Welcome to Berlinwood!
So sexy kann eine böse Stiefmutter auch sein! Cate Blanchett (45) glänzte gestern zur Cinderella-Premiere in einer atemberaubenden Pailletten-Kreation. Die 65. Filmfestspiele in Berlin – und Hollywood steht auf dem roten Teppich Schlange!
Festivalchef Dieter Kosslick (66) bringt es auf den Punkt: „Die US-Presse hat geschrieben, dass die Berlinale wieder der rote Teppich auf dem Weg zu den Oscars geworden ist, wie das schon mal der Fall war. Im Klartext heißt das, dass die Berlinale noch mehr an Bedeutung gewonnen hat.“
Verständlich, dass Kosslick mit seiner 15. Berlinale (leitet die Festspiele seit 2001) hochzufrieden ist: „Wir wissen, wie eng das Zeitfenster zwischen Berlinale und der Oscar-Verleihung ist. Wir hatten Glück, dass alle Stars dennoch kamen, um ihre Filme zu präsentieren. Die Berlinale ist attraktiv.“
Auch Dauergast Cate Blanchett (45) schwärmte gestern über die Bedeutung der Festspiele: „Ich nutze jede Chance, um in Berlin zu sein. Die Wirtschaft boomt, hier gibt es einen unglaublichen kulturellen Reichtum, deshalb wollen alle nach Berlin.“
Allein sechs Hollywood-Produktionen mit großem Kassen-Potenzial feierten in diesem Jahr Premiere in Berlin. Dazu gehörten „Queen of the Desert“ mit Nicole Kidman, „Cinderella“ mit Cate Blanchett oder „Knight of Cups“ mit Natalie Portman.

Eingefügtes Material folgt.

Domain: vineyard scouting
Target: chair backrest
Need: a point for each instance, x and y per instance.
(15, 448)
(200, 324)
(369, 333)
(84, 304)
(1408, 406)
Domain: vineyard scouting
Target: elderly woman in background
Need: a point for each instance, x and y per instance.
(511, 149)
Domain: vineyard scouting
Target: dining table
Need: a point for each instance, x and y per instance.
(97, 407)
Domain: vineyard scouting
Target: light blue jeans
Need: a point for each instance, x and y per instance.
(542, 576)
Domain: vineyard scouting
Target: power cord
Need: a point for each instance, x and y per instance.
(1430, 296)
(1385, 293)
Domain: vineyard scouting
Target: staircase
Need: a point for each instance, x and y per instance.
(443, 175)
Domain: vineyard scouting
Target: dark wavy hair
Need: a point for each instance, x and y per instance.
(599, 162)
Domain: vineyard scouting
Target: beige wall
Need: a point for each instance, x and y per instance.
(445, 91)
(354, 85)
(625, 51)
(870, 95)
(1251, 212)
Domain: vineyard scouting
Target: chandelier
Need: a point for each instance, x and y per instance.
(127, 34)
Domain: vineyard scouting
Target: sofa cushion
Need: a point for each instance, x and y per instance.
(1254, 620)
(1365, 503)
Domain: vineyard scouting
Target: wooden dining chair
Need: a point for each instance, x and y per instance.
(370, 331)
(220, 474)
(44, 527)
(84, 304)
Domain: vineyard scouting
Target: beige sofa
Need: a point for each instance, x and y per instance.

Verlockend für die US-Produzenten sind natürlich auch die finanziellen Anreize. Hollywood-Streifen wie „Monuments Men“ von George Clooney oder „The Grand Budapest Hotel“ wurden 2013/14 vom Medienboard Berlin-Brandenburg mit insgesamt 17,5 Millionen Euro gefördert.